IKEA – Strategy in a Nutshell

November 1st, 2011 in Articles by 0
IKEA

Customer Profile

The customer profile is the global middle-class. They are interested in items such as bookcases, side tables, storage units. They are aspirational. They are delighted by the value but also the philosophy of style and good design and frugality. Spending amounts are very similar around the world.

The target market is well-understood. IKEA appeals to the emotional needs of the group as well as the functional. The physical brand is consistent internationally. Cultural differences are taken into account. The core strategy and positioning is the same around the world.

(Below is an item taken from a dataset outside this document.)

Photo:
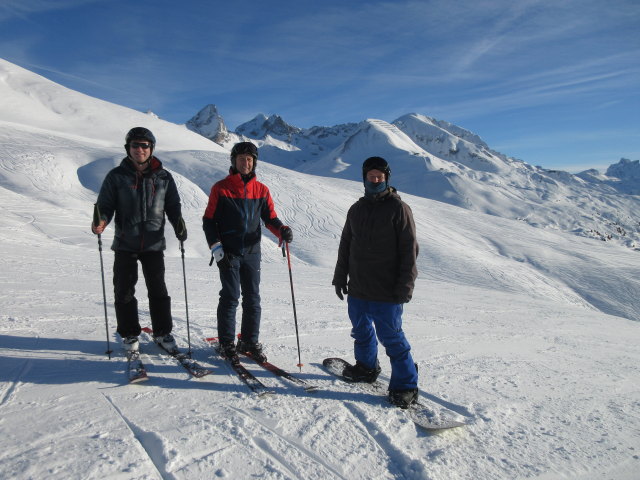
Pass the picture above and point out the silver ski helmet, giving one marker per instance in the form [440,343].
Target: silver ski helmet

However, each country has cultural differences. For example, Americans fold their clothes and want deep sofas, quality textiles and large sizes. Italians hang clothes. Japanese expect high quality materials and fabrics, more than low prices.

Positioning

IKEA strives to be positioned as a Lifestyle. The philosophy is stylish, frugal, sustainable, affordable. Shopping is an ‘experience’ which surprises and delights. Walking through an IKEA store is a journey of discovery – imaginative opportunities for lifestyle improvement at home, and now the home itself.

Strategy

IKEA’s strategy is to deliver value to the aspiring middle classes and cutting costs at every point. Product designers must build stylish simple furniture at a low cost. This means innovative materials are developed (such as resins and chip board combinations).

Customers walk through the store in a retail experience designed to stimulate pleasure and prolong visits and thereby sales. Furniture design is able to be disassembled thereby reducing storage costs. Customers deliver their own flat product and self-assemble.

Value Chain

Throughout the organisational chain, the culture is one of thrift. Staff travel economy class. Staff appear as the catalogue models.”Waste is a mortal sin”. Ongoing supply chain management includes restructuring suppliers in regional areas.

The result is an excellent integration of all Activity Systems to strengthen the strategy and block imitators.

Pricing

IKEA aims to reduce prices by 2 to 3% per product each year. This may be sustainable with ongoing product innovation. It is anticipated they will need twice as much material next year and the supply is at bottleneck. It is uncertain whether they can continue growing at this pace without restructuring materials supply chain.

Profitability

Pretax profits are estimated at $1.7 billion.
The 10% operating margin is very low for the category. Revenues growing approx 15% p.a. It is in growth, which large scale rollouts into new markets this year.

Challenges

Challenges – materials are the lynchpin for continued growth at this pace. Continued cultural modifications will need to be made to the global ‘template’.

There is also a challenge to keep the experience ‘fresh’. As it takes several hours to mocha though an IKEA store, the appeal for convenience could threaten the longevity of the model.